Vue du bâtiment de la clinique psychiatrique, de Münsterlingen, où les tests de dépistage de drogues effectués sur les patients par le psychiatre Roland Kuhn dans les années 1950 auraient été plus poussés que prévu. | Keystone / Gian Ehrenzeller)

A Münsterlingen, dans le canton de Thurgovie, le psychiatre Roland Kuhn a mené des essais cliniques sauvages durant quatre décennies. Le directeur a testé au moins 67 substances sur quelque 3’000 patients n’ayant pas donné leur consentement. Nous avons traduit en anglais l’article complet de la NZZ du 23 septembre, au vu de l’ampleur du scandale en Suisse alémanique et de l’excellent travail de recherche réalisé par le centre des archives de Münsterlingen.

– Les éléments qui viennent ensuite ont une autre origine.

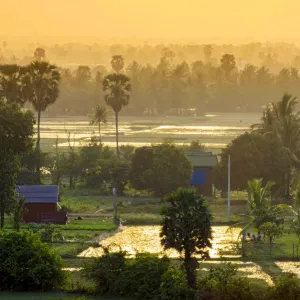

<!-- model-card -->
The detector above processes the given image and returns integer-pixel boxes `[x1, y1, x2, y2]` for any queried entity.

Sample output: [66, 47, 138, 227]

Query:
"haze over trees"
[0, 43, 300, 116]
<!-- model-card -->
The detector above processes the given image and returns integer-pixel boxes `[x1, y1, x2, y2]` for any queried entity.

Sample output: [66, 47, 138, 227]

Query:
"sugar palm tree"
[103, 73, 131, 155]
[22, 61, 60, 183]
[229, 178, 293, 244]
[111, 55, 124, 73]
[0, 65, 26, 106]
[252, 94, 300, 197]
[89, 105, 110, 142]
[24, 61, 60, 149]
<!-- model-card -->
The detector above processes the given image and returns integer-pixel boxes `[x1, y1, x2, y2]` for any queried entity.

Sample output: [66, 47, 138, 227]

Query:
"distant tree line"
[216, 94, 300, 199]
[49, 48, 300, 116]
[0, 43, 300, 116]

Pourquoi on vous en parle. L’arrivée de la cargaison de préparation G 22150 en avril 1954 à la clinique psychiatrique de Münsterlingen a marqué le début d'une longue série d'essais cliniques dans l’institution. Le médecin-chef Roland Kuhn y a évalué les effets psychopharmacologiques de nouvelles substances non approuvées. Le psychiatre collaborait avec des entreprises pharmaceutiques bâloises. Il réagit d’abord avec prudence aux demandes d'essai: «Je ne veux pas faire un travail que je ne peux pas réaliser avec la rigueur nécessaire». Mais ses inhibitions disparaissent et il est rapidement gagné par une «véritable fièvre expérimentale», comme on peut le découvrir dans l'étude récente Forschungsbuch zu Medikamententests in Münsterlingen.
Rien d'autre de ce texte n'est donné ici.